Conciencia plena…¿qué es realmente? ¿En qué me estoy embarcando? Resulta que gran parte de la conciencia plena es lo que Joe Kelly, Diane Divecha e incluso mi esposa ya han sugerido. Comprender profundamente a la otra persona, Blaze, en este caso, para que mi actitud, palabras y acciones hacia ella se basen en la compasión.

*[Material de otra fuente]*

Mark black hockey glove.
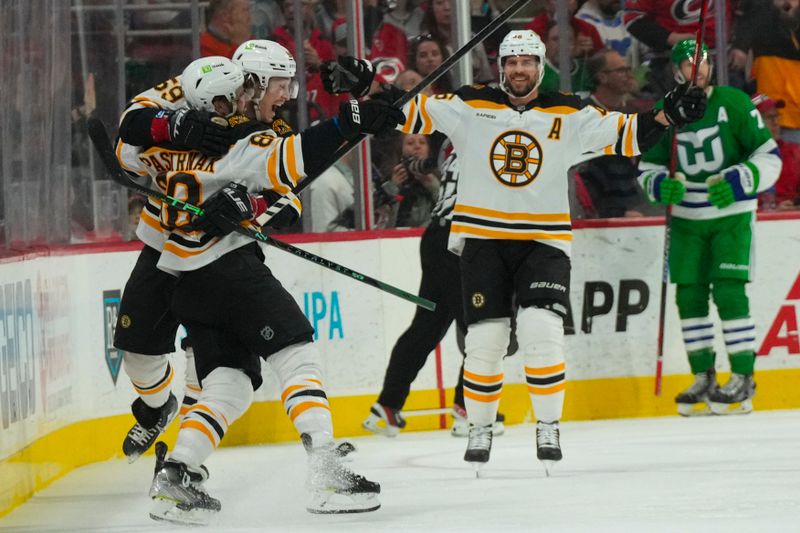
[169,109,231,156]
[337,99,406,141]
[664,82,707,128]
[191,181,257,237]
[370,84,406,104]
[261,190,300,229]
[320,56,375,96]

¿Puedo convertirme en un gran ser que tenga tanta felicidad y compasión que pueda rescatar a las personas de su sufrimiento y del mío propio?

Tal vez no, pero apuesto a que solo esforzarme por lograr este objetivo mejorará mis posibilidades de ser un mejor padre.

“Papá, no hagas ese sonido crujiente cuando masticas”, dice Blaze. “Me da asco”.

Me detengo. “Apuesto a que puedes descubrir cómo decir eso de una manera más amable”.

“¿Por qué no estás enojado conmigo? Fui grosera”.

“Entonces estamos de acuerdo. Probablemente puedes encontrar una forma más amable de hablar conmigo”.

“¿Por qué estás siendo tan… tan agradable?”, me pregunta molesta. Entonces me mira confundida. Luego se ríe, es una risa nerviosa de autorreconocimiento. “Lo siento, papá”, dice y alcanza su quinto taco.

Yo trato de comer sin hacer ruido. Ella realmente es una chica maravillosa.